11. Kacau

895 56 73
                                    

Sekujur tubuh Luna bergetar. Ia merasa sangat kedinginan dan ketakutan. Kejadian tadi masih begitu melekat di kepalanya.

"Lun."

Luna diam, tidak menyahut apa-apa. Sekarang yang ia khawatirkan adalah Arsen. Abangnya akan marah jika melihatnya pulang bersama Vano dalam kondisi seperti ini.

Kini mobil Vano sudah berada di depan rumah Luna. Mereka berdua belum ada yang berani untuk keluar dari mobil. Vano memutar bahu Luna agar menghadapnya. "Biar gue yang ngomong sama Arsen."

Luna malah kembali menangis. Ia takut abangnya akan marah. "G-gue takut."

Vano menarik rambut basah Luna ke dadanya, mendekap Luna dengan hangat. "Ada gue." Luna terisak dalam dekapan Vano.

Beberapa saat mereka dalam posisi seperti itu, hingga Vano berkata, "Kita keluar sekarang ya."

"Nanti Bang Arsen marah," isak Luna.

Vano menepuk-nepuk bahu Luna. "Gapapa, Lun."

Luna menjauhkan tubuhnya dari Vano. Ia mencoba menetralkan napasnya yang tersendat-sendat.
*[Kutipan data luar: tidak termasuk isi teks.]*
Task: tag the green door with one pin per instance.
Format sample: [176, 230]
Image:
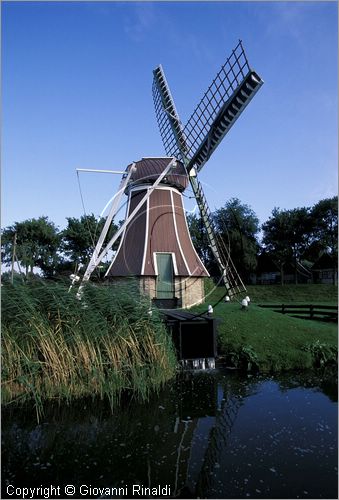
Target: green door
[165, 288]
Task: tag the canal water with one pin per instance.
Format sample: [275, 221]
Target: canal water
[206, 435]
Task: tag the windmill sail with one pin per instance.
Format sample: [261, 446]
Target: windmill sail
[223, 102]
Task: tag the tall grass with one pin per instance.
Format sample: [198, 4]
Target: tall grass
[55, 347]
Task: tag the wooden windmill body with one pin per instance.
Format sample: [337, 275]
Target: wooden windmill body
[155, 244]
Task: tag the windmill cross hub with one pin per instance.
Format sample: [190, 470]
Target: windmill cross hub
[225, 99]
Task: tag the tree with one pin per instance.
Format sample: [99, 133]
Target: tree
[81, 235]
[35, 243]
[287, 235]
[238, 226]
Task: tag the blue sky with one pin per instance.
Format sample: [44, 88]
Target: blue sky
[76, 93]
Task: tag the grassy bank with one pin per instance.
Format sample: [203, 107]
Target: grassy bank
[55, 347]
[268, 341]
[275, 294]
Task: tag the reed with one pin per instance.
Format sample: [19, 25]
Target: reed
[55, 347]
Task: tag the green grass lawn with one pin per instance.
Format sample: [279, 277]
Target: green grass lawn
[269, 341]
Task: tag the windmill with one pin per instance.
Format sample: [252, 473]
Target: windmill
[155, 244]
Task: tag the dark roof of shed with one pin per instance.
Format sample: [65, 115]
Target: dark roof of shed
[149, 169]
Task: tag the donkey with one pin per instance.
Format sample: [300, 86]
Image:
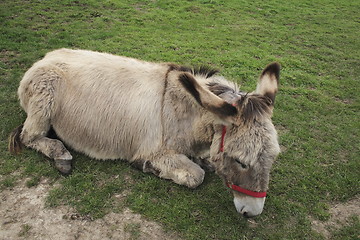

Terlebih dahulu ia menghapus air matanya yang tidak mau berhenti keluar.

"Udah siap?" tanya Vano.

Dengan ragu Luna mengangguk. Keduanya keluar dari mobil. Sambil berjalan masuk, Vano merangkul bahu Luna. Setibanya di depan pintu, Luna tidak langsung masuk. Ia terlalu takut untuk menghadapinya.

Tangan Luna bergerak memegang gagang pintu, berniat membukanya. Namun, belum juga menyentuhnya, pintu tersebut sudah lebih dulu terbuka.

"Luna?"

Luna tersentak. Jantungnya langsung berdebar dengan sangat cepat. Ia menatap Arsen dengan penuh gelisah.

"Lo kena-" Ucapan Arsen terhenti. Ia menatap Vano yang ada di samping Luna. Ada yang aneh di sini. Mengapa Luna pulang bersama Vano? Bukankah Luna pergi kerja kelompok?

Arsen kemudian salah fokus dengan rambut Luna yang sepertinya basah. Tangannya terulur menyentuh rambut Luna dan benar saja basah. "Lo kenapa basah gini?" tanya Arsen pada Luna.

"Kecebur," lirih Luna.

Kening Arsen berkerut. "Kecebur? Kok bisa?"

Arsen menepis tangan Vano yang ada di bahu Luna. "Lo kenapa bisa sama Luna?" sewotnya.

"Kok lo bisa pulang bareng Vano? Bukannya tadi lo bilang kerja kelompok?" tanya Arsen.

Luna menggigit bibirnya, menahan tangis. Namun, itu sama sekali tidak berguna, karena tangisnya tetap terdengar.

Arsen dibuat panas ketika Luna menangis. Ia menatap Vano dengan tatapan mematikan. "Lo apain Luna?!" Nada bicaranya lebih tinggi daripada yang sebelumnya.

Mata Luna terpejam mendengar teriakan Arsen. Sudah ia duga Arsen akan meledak. Arsen menarik Luna masuk ke dalam lalu menutup pintu.

Bajingan yang satu ini memang tidak bisa diberi tahu baik-baik. Arsen mencengkeram kerah Vano.
"Ngomong, anjing!"

"Gue ngajak Luna jalan."

Arsen terkekeh. "Jadi lo nyuruh Luna bohong terus lo jalan sama dia? Licik lo, bangsat!"

"Asal lo tau, gak cuma gue yang berusaha buat jalan sama Luna, tapi Luna juga," ucap Vano pelan, agar tidak terdengar oleh Luna yang berada di dalam.

Saat itu juga Arsen langsung menghajar Vano dengan membabi buta. "Anjing lo!" geram Arsen.

BUGH!

"Gue udah bilang jauhin Luna, bangsat!"

"Arsen!" Ersa menarik Arsen agar tidak menghajar Vano. Arsen langsung melepaskan cengkeramannya. Napasnya memburu. Ia menatap Vano dengan emosi yang membara.